Despite the low post-learnership employment levels described in existing studies, students with disabilities continue to believe that post-learnership employment is attainable. The authors’ data support this finding; most students who participated in the survey (about 75%) attend learnerships to achieve employment.

The authors’ survey shows a concern from students about future barriers to work aside from transport. These barriers include inaccessible built environments and inaccessible workplace information. The students’ concerns were that these barriers were not being addressed.

With 77% of the survey participants indicating a concern that future barriers to work will not be dealt with, most students with disabilities believe that their access needs will not be identified and that reasonable accommodation will not be implemented. Their future beliefs relate to their current experience. In the authors’ study, 94% of students identified an access need in either the recruitment or the workplace phase of the learnership. Figure 2 shows that in transport, at least 40% of those barriers remained unresolved. Other results showed that 37.5% of students were less than satisfied with the reasonable accommodation measures made.


The results of the authors’ evaluation questionnaire found that inaccessible transport is a significant barrier to learnership completion, especially for students with the most severe experience of disability.

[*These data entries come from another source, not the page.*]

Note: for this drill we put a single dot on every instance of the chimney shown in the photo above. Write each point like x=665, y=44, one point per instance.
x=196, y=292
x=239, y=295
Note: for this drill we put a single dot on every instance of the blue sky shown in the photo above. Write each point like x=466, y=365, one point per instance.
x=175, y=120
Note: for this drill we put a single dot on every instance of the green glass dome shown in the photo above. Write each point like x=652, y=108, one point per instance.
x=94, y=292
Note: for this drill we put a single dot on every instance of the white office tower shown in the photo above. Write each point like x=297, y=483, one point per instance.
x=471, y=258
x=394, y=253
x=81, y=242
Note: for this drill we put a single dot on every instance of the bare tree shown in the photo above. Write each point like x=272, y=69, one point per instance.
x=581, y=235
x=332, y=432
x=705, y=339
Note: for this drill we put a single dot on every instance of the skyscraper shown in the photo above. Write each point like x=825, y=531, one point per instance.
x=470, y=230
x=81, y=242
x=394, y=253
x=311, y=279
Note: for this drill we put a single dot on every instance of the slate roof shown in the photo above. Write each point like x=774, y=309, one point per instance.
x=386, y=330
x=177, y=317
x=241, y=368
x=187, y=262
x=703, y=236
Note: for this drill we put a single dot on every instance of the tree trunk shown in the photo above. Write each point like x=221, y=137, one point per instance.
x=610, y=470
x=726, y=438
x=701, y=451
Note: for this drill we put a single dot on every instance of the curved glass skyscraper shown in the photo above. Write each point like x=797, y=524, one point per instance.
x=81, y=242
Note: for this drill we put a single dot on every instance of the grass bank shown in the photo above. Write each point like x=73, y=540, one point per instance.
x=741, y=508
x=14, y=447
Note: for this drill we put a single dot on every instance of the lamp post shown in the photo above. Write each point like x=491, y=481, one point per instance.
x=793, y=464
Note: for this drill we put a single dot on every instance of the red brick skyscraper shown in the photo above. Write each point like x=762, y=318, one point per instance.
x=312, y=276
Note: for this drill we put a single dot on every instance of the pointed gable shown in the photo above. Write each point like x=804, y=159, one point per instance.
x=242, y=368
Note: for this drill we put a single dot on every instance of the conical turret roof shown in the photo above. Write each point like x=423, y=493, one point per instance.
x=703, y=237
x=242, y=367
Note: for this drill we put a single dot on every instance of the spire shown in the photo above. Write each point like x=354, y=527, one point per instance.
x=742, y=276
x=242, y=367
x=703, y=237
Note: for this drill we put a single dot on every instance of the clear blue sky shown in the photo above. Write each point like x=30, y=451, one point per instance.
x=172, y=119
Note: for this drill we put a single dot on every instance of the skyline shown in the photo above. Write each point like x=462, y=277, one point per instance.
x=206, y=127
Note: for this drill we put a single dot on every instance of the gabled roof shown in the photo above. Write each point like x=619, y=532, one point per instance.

Transport was found to be a barrier due to its inaccessible planning, design, operation and cost of transport journeys. The lack of access to transport appeared to undermine students with disabilities, leading to unpleasant and demoralising learnership experiences or learnership incompletion. Transport as a barrier to access for people with disabilities and others with universal access needs was identified in early research over two decades ago and remains largely unaddressed (DoT 1999, 2020).

Secondly, the results of the authors’ evaluation questionnaire indicate other post-learnership employment concerns amongst people with disabilities, aside from transport. This finding is particularly problematic, principally for the DoT. Transport is a barrier for students with disabilities. However, if transport became universally accessible, the ‘disability of unemployment’ remains. It is interesting that foundational studies on learnerships do not identify ‘disability’ in biographical information (Kruss et al. 2014; Rankin et al. 2014) or the extensive barriers that people with disabilities face. Disability studies are separately available; nevertheless, people with disabilities have not been included in the mainstream as national legislation requires, neither in transport nor in studies on learnership experience. Also in need of reform, are the current learnership and SETA structures; which appear not to bridge the post-school employment gap as the National Development Plan claims, particularly for people with disabilities but also for those without, and to not achieve it at a substantial cost.

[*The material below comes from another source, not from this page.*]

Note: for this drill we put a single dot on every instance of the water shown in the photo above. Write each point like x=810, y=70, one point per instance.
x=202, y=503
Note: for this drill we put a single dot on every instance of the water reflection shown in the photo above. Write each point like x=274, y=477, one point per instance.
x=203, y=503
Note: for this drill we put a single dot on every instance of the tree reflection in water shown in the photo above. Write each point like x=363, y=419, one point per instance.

The authors would like to acknowledge their appreciation to students with disabilities for completing the questionnaire. In addition, the authors express their appreciation for the support of the editing staff at Stellenbosch University in preparing this article.

Competing interests

The authors declare no competing interests or financial gain.

Authors’ contributions

This article was prepared jointly by the authors.

Ethical considerations

The Department of Transport, Universal Design and Universal Access Directorate provided approval for this study, under the complaints system run by the Directorate.

Funding information

The authors received no financial support for the research, authorship, and/or publication of this article.

Data availability

The data that support the findings of this study are available on request from the corresponding author, A.E.G. The data are not publicly available due to [restrictions, e.g. their containing information that could compromise the privacy of research participants].


The views and opinions expressed in this article are those of the authors and do not necessarily reflect the official policy or position of any affiliated agency of the authors.